There are some crops which we tend to plant once as a whole bed and then harvest them over the greater part of a year such as carrots. There are other crops which have a longer bearing period than the 5 to 6 months allowed in our rotation between chooks or are slow growers and take a while to come to harvestable size. And example of the former is silver beet and an example of the latter is celery. If we interplant these crops as we would normally we are just starting to get a crop or they are well in stride when it is time for the chooks top come through and raze the place (as they do so well).

Long growing silver beet, celery and capsicums in one patch

There are other crops which we plant once a bed at a time and then harvest all together, like our onion crop. Onions all get sown into boxes at the same time in April then planted out into a bed in spring, at the same time. And then we harvest them to store, all at the same time, and they keep well enough so that they are still ok by the time we get to the end. In practice we grow about 5-6 months worth of onions.
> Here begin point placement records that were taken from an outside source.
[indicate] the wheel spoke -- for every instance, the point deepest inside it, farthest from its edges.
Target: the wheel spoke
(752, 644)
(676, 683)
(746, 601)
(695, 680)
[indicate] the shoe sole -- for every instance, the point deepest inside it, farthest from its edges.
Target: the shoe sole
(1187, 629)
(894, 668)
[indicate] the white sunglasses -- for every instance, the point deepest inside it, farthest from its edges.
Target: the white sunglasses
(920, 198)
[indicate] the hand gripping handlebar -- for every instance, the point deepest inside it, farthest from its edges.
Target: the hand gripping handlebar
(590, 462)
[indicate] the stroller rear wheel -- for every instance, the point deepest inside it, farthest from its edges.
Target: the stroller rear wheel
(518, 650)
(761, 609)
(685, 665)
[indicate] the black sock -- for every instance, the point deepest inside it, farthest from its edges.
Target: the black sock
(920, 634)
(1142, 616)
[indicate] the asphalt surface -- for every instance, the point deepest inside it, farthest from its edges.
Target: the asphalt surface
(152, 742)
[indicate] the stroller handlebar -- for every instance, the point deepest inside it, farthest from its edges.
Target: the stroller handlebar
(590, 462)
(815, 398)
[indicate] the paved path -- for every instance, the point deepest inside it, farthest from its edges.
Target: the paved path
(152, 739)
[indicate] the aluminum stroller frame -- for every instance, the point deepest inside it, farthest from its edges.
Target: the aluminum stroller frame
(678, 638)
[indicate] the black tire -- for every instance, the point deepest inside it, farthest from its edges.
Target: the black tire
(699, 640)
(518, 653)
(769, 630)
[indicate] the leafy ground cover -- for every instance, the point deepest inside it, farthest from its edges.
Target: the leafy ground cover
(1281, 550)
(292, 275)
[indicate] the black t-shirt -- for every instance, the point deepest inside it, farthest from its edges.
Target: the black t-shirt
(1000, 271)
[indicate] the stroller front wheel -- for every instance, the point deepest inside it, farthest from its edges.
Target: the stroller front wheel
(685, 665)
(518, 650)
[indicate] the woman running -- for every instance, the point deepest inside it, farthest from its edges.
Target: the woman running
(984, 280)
Likewise, corn. You have to plant corn in a block to get it to pollinate so we usually grow a bed or two of corn each summer, then harvest it over a fairly short time ( a week or two generally) and have corn parties! During the harvest time it is “corn with everything” for that couple of weeks.

Then there are the carrots! We plant a bed’s worth of carrots in late winter or early spring and that one bed is usually enough to see us through for the rest of the year. We eat the largest first and then the remainder grow into the space left, so that by the time they are starting to run up to seed in the following spring, the new carrot bed is just taking off (although sometimes we have problems and not enough come up like happened last year). The carrot bed gets a full year rest from brassicas and lettuce!

The 2013 white onion crop

Up until now, which beds get the full plant out and which get the standard interplanting “lettuce and brassicas plus” line-up has pretty much depended on which bed was free when I wanted to do the planting. To help me remember which beds, have had what planted into them, when, I have developed a (you guessed it!) Excel spreadsheet. This will help me to keep track of when each bed had its last had its full bed cleaning crop. In that way I will be able to manage things better and ensure that every bed gets a relief from our standard crops at least once a year.

The system that we have in place now has worked well so far, but a bit of crop rotation can’t hurt!